四月になれば彼女は

okatake2013-04-05

「ささま」で買った、阿部達二『歳時記くずし』文藝春秋がおもしろい。オール讀物連載。著者はもと文藝春秋の編集者。しかし、博識だねえ。文学、歴史、雑事、それに古典芸能、川柳までフォロー。それらを数珠つなぎにして、月ごとの話題を叙述していく。その出し入れの巧さと手際のよさ。帯に「これぞ、日本の新しい教養!」とあるが、本当だ。
ユリイカケストナー特集を読んでいて、『エミールと三人のふたご』に、灯台が出てくると知り、あわてて、夜、近くの「ブ」へ。あっさり見つかった。バルト海岸の避暑地に、エミールが出かけて行く。最後の最後に、岬の灯台を使った映画上映会があり、そこでかかるのが「エミールと探偵たち」というのだから、人を喰った設定だ。
阪神VS広島、延長延長でもつれにもつれて、最後、どうなったのだろう。江草が出て来て、しかし、彼はいまや広島の投手だった。
坂崎重盛翁から新刊『粋人粋筆探訪』芸術新聞社をいただく。ハードカバーの弁当箱本。これはもう、坂崎さんの独壇場というテーマであります。書影、図版多数。あ、ぼくの名前もチラと出てきます。
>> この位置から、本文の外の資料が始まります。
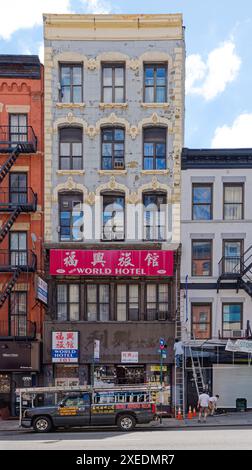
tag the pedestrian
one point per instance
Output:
(213, 404)
(203, 404)
(179, 351)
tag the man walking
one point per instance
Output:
(203, 405)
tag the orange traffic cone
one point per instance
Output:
(190, 415)
(179, 415)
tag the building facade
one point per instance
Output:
(216, 265)
(21, 222)
(114, 119)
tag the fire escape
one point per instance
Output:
(13, 204)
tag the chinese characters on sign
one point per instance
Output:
(111, 262)
(65, 346)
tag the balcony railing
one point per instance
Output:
(26, 260)
(24, 198)
(13, 136)
(18, 327)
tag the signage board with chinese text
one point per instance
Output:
(65, 346)
(111, 262)
(129, 357)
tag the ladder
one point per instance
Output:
(197, 371)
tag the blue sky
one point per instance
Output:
(218, 48)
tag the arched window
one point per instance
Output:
(70, 148)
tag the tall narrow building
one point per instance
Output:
(114, 119)
(21, 223)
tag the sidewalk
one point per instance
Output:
(228, 419)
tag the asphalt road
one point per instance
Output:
(187, 439)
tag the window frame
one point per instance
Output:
(241, 185)
(196, 240)
(145, 129)
(155, 65)
(209, 323)
(113, 66)
(71, 65)
(210, 185)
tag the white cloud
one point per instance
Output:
(210, 78)
(18, 14)
(238, 135)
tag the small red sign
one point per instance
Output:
(111, 262)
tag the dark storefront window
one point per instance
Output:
(155, 148)
(154, 216)
(202, 258)
(157, 302)
(98, 302)
(113, 83)
(202, 201)
(127, 302)
(18, 314)
(70, 148)
(155, 83)
(231, 319)
(71, 83)
(71, 217)
(112, 148)
(201, 321)
(113, 217)
(68, 296)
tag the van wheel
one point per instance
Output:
(126, 422)
(42, 424)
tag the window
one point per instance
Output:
(98, 302)
(113, 83)
(18, 128)
(155, 148)
(18, 248)
(231, 318)
(201, 321)
(233, 201)
(71, 217)
(154, 216)
(127, 302)
(232, 255)
(18, 188)
(155, 83)
(70, 148)
(113, 217)
(68, 301)
(157, 302)
(202, 202)
(202, 258)
(112, 148)
(18, 313)
(71, 83)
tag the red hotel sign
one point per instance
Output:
(111, 262)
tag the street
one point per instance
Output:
(225, 438)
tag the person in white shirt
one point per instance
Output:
(178, 351)
(213, 404)
(203, 405)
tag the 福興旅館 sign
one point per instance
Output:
(111, 262)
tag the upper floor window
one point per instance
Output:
(18, 127)
(113, 217)
(112, 148)
(70, 148)
(113, 83)
(71, 217)
(155, 148)
(155, 83)
(154, 216)
(202, 201)
(233, 201)
(71, 83)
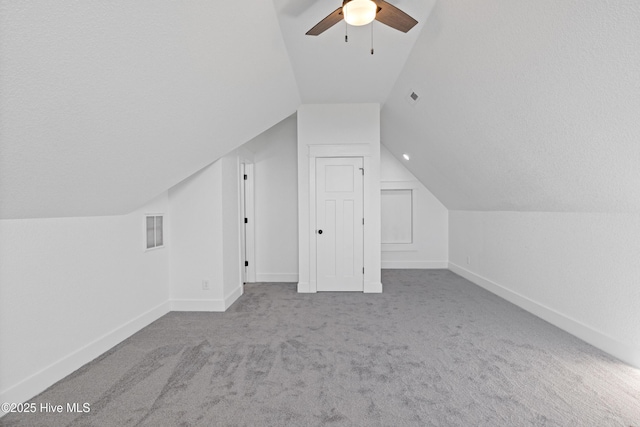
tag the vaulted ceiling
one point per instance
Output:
(522, 105)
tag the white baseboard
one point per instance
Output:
(217, 305)
(211, 305)
(277, 277)
(624, 352)
(36, 383)
(233, 296)
(415, 264)
(305, 288)
(372, 287)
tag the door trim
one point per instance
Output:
(327, 150)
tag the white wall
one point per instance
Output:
(430, 222)
(71, 289)
(276, 202)
(524, 106)
(339, 129)
(132, 98)
(579, 271)
(205, 245)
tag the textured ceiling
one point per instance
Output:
(328, 70)
(525, 106)
(106, 104)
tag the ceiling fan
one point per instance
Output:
(362, 12)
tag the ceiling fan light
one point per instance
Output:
(359, 12)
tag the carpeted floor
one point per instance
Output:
(432, 350)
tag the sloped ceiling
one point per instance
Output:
(524, 106)
(328, 70)
(104, 105)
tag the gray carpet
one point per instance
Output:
(432, 350)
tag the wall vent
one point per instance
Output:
(413, 97)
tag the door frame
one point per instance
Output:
(330, 150)
(247, 230)
(352, 160)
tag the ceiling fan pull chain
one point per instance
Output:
(372, 37)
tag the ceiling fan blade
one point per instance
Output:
(392, 16)
(326, 23)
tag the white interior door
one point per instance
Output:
(339, 224)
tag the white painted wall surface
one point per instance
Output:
(231, 257)
(340, 125)
(430, 225)
(205, 238)
(132, 97)
(71, 288)
(579, 271)
(276, 202)
(524, 106)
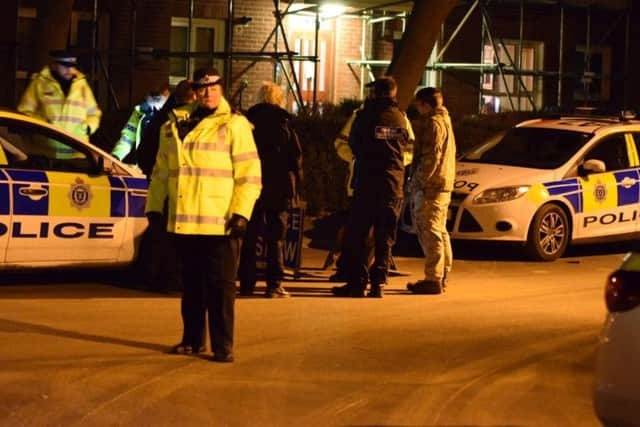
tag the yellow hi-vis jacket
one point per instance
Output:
(341, 144)
(130, 135)
(211, 175)
(76, 112)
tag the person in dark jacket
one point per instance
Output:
(378, 138)
(161, 265)
(281, 160)
(148, 148)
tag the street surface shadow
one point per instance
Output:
(13, 326)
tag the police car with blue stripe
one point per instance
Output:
(550, 182)
(63, 207)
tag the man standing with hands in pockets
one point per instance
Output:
(431, 184)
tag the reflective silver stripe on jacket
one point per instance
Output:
(199, 219)
(249, 180)
(207, 172)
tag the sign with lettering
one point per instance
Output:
(292, 243)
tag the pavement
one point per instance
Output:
(510, 344)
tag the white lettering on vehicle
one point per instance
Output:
(61, 230)
(609, 218)
(463, 184)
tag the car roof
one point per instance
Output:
(582, 124)
(9, 114)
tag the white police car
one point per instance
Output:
(550, 182)
(64, 202)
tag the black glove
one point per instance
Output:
(236, 226)
(156, 220)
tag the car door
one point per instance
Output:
(610, 199)
(61, 207)
(5, 207)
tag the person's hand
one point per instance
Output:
(156, 220)
(236, 226)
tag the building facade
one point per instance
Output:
(511, 55)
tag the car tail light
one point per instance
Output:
(622, 292)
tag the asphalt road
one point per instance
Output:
(510, 344)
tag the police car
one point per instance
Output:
(82, 207)
(550, 182)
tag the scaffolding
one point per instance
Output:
(363, 67)
(513, 65)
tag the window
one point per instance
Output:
(613, 152)
(205, 36)
(594, 81)
(509, 94)
(28, 147)
(303, 42)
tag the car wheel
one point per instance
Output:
(548, 233)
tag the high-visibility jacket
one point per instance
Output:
(207, 177)
(78, 112)
(131, 133)
(341, 144)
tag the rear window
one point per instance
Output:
(538, 148)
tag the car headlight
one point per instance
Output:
(502, 194)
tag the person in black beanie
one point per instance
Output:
(378, 139)
(281, 161)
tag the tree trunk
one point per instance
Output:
(418, 40)
(51, 29)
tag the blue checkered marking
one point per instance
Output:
(118, 200)
(631, 195)
(136, 203)
(4, 195)
(23, 205)
(569, 189)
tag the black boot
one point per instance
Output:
(349, 290)
(376, 291)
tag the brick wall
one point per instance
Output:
(346, 82)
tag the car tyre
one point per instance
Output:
(549, 233)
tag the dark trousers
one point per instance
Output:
(209, 265)
(164, 269)
(382, 215)
(274, 235)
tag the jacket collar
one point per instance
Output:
(224, 109)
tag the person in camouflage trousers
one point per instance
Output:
(430, 186)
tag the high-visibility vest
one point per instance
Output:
(207, 177)
(131, 134)
(78, 112)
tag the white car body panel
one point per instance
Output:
(65, 214)
(599, 205)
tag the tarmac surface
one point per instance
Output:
(510, 344)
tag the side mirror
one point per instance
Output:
(591, 166)
(103, 166)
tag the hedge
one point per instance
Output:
(324, 172)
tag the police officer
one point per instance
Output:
(127, 147)
(61, 95)
(378, 140)
(431, 186)
(343, 240)
(208, 169)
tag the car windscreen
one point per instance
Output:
(539, 148)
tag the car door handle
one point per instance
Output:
(628, 182)
(34, 193)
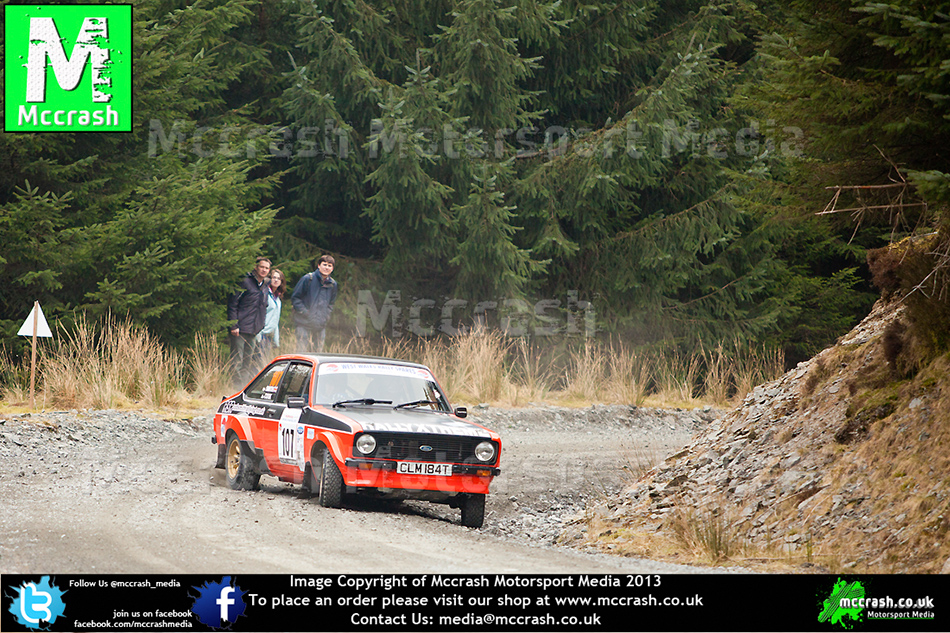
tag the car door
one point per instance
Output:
(290, 430)
(263, 394)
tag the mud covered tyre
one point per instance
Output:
(473, 511)
(239, 466)
(331, 482)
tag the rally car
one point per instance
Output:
(344, 424)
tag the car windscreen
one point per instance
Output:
(397, 384)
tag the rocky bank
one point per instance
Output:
(839, 465)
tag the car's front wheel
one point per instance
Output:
(239, 466)
(331, 482)
(473, 510)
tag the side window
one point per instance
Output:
(297, 383)
(266, 385)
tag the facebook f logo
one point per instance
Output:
(224, 601)
(219, 604)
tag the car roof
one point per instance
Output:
(350, 358)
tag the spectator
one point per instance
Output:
(247, 308)
(269, 338)
(313, 300)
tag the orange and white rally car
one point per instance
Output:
(342, 424)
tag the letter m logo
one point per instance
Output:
(68, 68)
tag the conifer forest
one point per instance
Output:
(690, 172)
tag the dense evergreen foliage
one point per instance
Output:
(664, 161)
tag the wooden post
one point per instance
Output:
(36, 318)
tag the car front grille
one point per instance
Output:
(408, 446)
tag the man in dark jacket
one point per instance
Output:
(246, 310)
(313, 300)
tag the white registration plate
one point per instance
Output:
(423, 468)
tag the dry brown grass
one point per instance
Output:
(113, 364)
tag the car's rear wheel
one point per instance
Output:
(473, 510)
(239, 467)
(331, 482)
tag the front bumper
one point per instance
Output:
(377, 473)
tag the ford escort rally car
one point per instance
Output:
(343, 424)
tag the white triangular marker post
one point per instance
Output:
(35, 325)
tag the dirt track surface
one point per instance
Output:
(120, 492)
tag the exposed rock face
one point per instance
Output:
(835, 463)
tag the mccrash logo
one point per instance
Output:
(68, 68)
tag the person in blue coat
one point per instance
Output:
(269, 338)
(313, 299)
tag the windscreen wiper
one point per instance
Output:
(416, 403)
(343, 403)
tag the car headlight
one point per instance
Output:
(485, 451)
(366, 444)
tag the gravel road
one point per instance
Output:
(122, 492)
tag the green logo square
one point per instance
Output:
(68, 68)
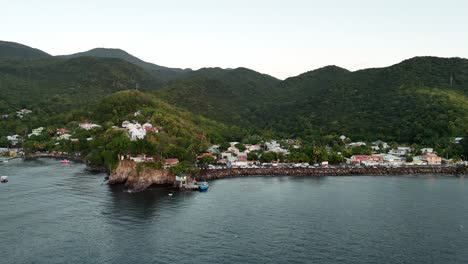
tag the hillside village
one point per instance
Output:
(383, 156)
(271, 153)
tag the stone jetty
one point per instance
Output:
(335, 171)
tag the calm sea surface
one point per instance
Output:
(53, 213)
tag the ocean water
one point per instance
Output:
(53, 213)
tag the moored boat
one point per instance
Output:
(203, 186)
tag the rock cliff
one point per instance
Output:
(139, 177)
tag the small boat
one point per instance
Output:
(203, 186)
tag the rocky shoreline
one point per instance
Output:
(138, 178)
(349, 171)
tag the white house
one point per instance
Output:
(427, 150)
(233, 150)
(377, 145)
(23, 112)
(88, 125)
(13, 139)
(228, 157)
(65, 136)
(392, 159)
(274, 146)
(36, 132)
(400, 151)
(356, 144)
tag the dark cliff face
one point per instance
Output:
(139, 178)
(219, 174)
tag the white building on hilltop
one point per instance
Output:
(88, 125)
(36, 132)
(137, 131)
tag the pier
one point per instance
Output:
(335, 171)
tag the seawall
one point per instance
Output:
(226, 173)
(139, 178)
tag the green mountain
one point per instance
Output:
(12, 50)
(58, 84)
(228, 96)
(421, 100)
(160, 72)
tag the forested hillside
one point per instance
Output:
(55, 85)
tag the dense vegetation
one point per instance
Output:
(229, 96)
(182, 134)
(159, 72)
(12, 50)
(53, 85)
(420, 101)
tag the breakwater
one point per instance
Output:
(347, 171)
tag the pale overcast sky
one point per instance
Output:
(281, 38)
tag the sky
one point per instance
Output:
(280, 38)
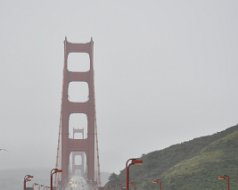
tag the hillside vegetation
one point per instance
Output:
(191, 165)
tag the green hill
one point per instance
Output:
(191, 165)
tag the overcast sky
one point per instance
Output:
(165, 72)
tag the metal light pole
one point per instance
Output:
(26, 179)
(227, 178)
(129, 162)
(52, 172)
(158, 181)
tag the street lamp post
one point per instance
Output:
(129, 162)
(52, 172)
(158, 181)
(227, 178)
(26, 179)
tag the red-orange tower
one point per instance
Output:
(86, 145)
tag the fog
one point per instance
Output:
(165, 73)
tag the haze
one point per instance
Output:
(165, 73)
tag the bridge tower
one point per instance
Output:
(78, 168)
(69, 146)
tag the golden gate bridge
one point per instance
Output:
(77, 155)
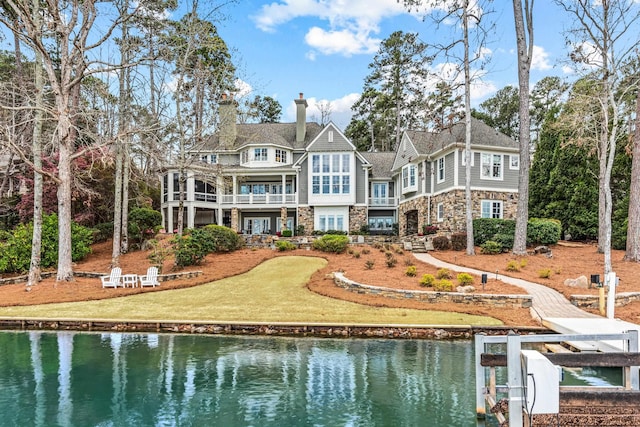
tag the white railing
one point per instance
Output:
(382, 201)
(258, 199)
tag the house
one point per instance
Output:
(263, 178)
(430, 170)
(267, 177)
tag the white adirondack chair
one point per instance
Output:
(151, 278)
(113, 279)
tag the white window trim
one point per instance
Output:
(513, 157)
(491, 203)
(490, 177)
(409, 187)
(440, 161)
(463, 160)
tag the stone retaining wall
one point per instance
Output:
(269, 329)
(487, 300)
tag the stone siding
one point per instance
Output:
(485, 300)
(454, 219)
(305, 218)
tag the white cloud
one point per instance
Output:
(342, 42)
(340, 109)
(351, 25)
(540, 59)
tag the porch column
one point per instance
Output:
(235, 218)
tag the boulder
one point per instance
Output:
(581, 282)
今日「ささま」の均一にへばりついていたら、隣りの年輩の男性から「なにか、いいものありました」と聞かれる。ちょうど手に取っていた、中村「木枯し紋次郎」敦夫の、おそらく初めてのエッセイ集を、「これは珍しいですよ。中村敦夫だから、紋次郎時代のことを書いているかと思ったら、社会的な発言が含まれていて、のちに政界へ進出する」なんて、ことを喋っていたら、まったく聞いてないのさ、この古本の先輩。そして「これ、三島の初版本ですよ。それが100円」とか言う。ああ、そういうことね。で、離れて別の棚を見ていると、また棚から抜き出し、「これは芥川賞作家○○の初版本、もう持ってるから買いませんけどね」と話しかけてくる。ひょっとして、ぼくのことを認知して喋りかけたのかと思って、ちょっとサービスしたんだが、別の人にも同じように喋りかけていた。なあんだ。しかし、先輩、なんて、つまらない古本の買い方をされるんですか。それは、つまらんですよ、と心のなかで思う。